「バルセロナ・デジタル・シティ」計画では、それ以前の、先端技術を都市インフラに取り入れる「社会実装」の段階から、市民が新しいテクノロジーの可能性を活かし、都市をより良くするための新たなアイデアを自ら主体的に考え実現していく、そんな「真に民主的な都市」(デモクラティック・シティ)の実現へと進めることが目標とされた。
つまり、「テクノロジー」主導から、「市民」主導のスマートシティへのアップデートである。

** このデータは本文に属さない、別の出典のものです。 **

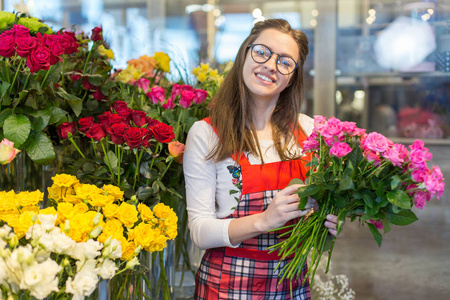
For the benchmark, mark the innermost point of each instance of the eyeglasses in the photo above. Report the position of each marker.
(261, 54)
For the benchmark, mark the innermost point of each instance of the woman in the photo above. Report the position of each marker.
(238, 164)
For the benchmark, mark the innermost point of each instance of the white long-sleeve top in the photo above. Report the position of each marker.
(208, 184)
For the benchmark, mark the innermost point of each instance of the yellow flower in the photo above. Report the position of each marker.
(163, 211)
(86, 191)
(114, 191)
(110, 210)
(47, 211)
(64, 180)
(105, 52)
(100, 200)
(201, 77)
(29, 198)
(163, 61)
(127, 214)
(146, 212)
(65, 211)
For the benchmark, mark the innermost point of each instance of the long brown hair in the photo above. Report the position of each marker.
(231, 108)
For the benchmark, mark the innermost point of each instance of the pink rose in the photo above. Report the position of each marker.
(201, 96)
(157, 94)
(187, 97)
(377, 142)
(7, 151)
(340, 150)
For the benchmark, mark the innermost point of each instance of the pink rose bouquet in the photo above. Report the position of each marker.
(356, 175)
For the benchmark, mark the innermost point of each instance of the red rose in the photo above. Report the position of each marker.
(96, 132)
(163, 133)
(65, 128)
(85, 123)
(200, 96)
(122, 109)
(40, 58)
(117, 131)
(24, 45)
(135, 136)
(69, 42)
(98, 95)
(96, 34)
(7, 44)
(187, 97)
(138, 118)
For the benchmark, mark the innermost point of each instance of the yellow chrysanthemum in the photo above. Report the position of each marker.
(105, 52)
(163, 61)
(29, 198)
(110, 210)
(100, 200)
(114, 191)
(64, 180)
(146, 212)
(127, 214)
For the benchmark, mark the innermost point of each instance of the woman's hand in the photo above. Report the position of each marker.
(331, 224)
(284, 207)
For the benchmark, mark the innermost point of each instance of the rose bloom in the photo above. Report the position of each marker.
(340, 150)
(163, 133)
(145, 64)
(187, 97)
(96, 132)
(157, 94)
(86, 123)
(7, 151)
(176, 149)
(65, 128)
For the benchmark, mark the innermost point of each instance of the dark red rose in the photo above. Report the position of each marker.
(69, 42)
(7, 44)
(163, 133)
(98, 95)
(96, 132)
(138, 118)
(97, 34)
(122, 109)
(65, 128)
(24, 45)
(116, 132)
(134, 137)
(21, 31)
(86, 84)
(39, 59)
(85, 123)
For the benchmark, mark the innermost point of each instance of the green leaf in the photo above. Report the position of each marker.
(40, 149)
(402, 218)
(346, 183)
(16, 128)
(376, 234)
(399, 198)
(395, 181)
(4, 114)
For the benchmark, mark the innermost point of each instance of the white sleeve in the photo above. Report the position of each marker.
(207, 231)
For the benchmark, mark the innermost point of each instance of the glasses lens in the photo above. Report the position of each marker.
(261, 53)
(285, 65)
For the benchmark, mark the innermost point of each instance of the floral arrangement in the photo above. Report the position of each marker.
(356, 175)
(86, 233)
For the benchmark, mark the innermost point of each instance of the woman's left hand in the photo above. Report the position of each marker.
(331, 224)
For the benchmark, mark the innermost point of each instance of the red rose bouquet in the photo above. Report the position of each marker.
(356, 175)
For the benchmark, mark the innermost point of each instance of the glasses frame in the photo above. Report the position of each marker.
(272, 53)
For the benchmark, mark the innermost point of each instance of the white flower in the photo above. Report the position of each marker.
(107, 269)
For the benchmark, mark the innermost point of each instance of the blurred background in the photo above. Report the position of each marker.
(384, 64)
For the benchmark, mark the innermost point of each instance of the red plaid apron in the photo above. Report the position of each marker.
(248, 272)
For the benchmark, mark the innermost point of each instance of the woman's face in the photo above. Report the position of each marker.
(263, 80)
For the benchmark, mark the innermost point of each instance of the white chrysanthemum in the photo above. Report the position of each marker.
(107, 269)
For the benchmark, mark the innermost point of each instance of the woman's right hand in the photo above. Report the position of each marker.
(284, 207)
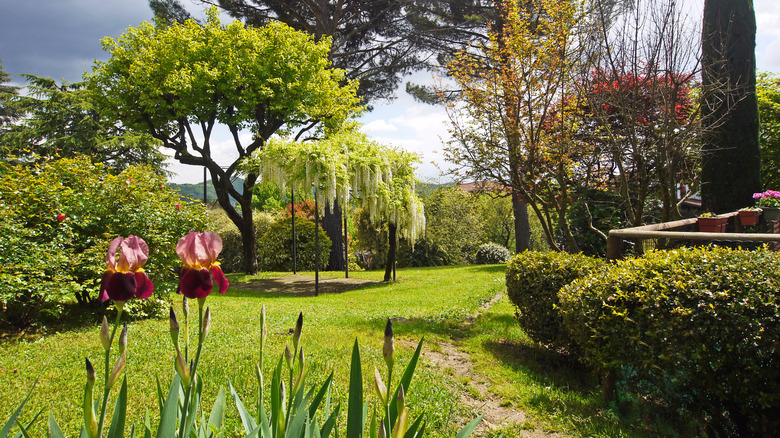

確かに、これまでの「スマートシティ」政策では、都市インフラの整備と行政の効率化においての成果は生まれていたが、その一方で、スペイン国外の大手テクノロジー企業によるパブリックデータ独占の問題、またそこに膨大なコストがかかるという側面も指摘されていた。2015年に就任したコラウ現市長は、市民による自治とその進化を目指す方針を打ち出した。
市民から得たデータは市民に還元する
「バルセロナ・デジタル・シティ」計画では、バルセロナ市の「技術的な主権」を確立する方針が明らかにされた。
市民生活に関する様々な情報やデータは、市民に属するものであり、市民に還元すべきものである。こうした理念に基づき、バルセロナ市では都市のリアルタイムデータを一元管理する統合プラットフォームと、それらを市民に公開するウェブポータル「City OS」の整備が進められた。いわゆる「オープンデータ・ガバナンス」の取り組みである。
バルセロナ市は、こうしたデータを公開するためのプロトコルやルールづくりも進めている。
都市の変化や状況をデータを通して市民に明らかにし、行政の政策決定のプロセスを透明化することで、行政と市民との間に信頼感を醸成すること、そして、都市の運営に市民が主体的に参加できる環境を育てることがその大きな目的である。
バルセロナ市役所内 (撮影=鷲尾和彦)
また、行政内部においても、都市に関する様々なデータを部署の垣根を超えて共有しあうことで、担当者間の新たな協働や連携を生み、より質の高い公共サービスを実現しようとする狙いも含まれている。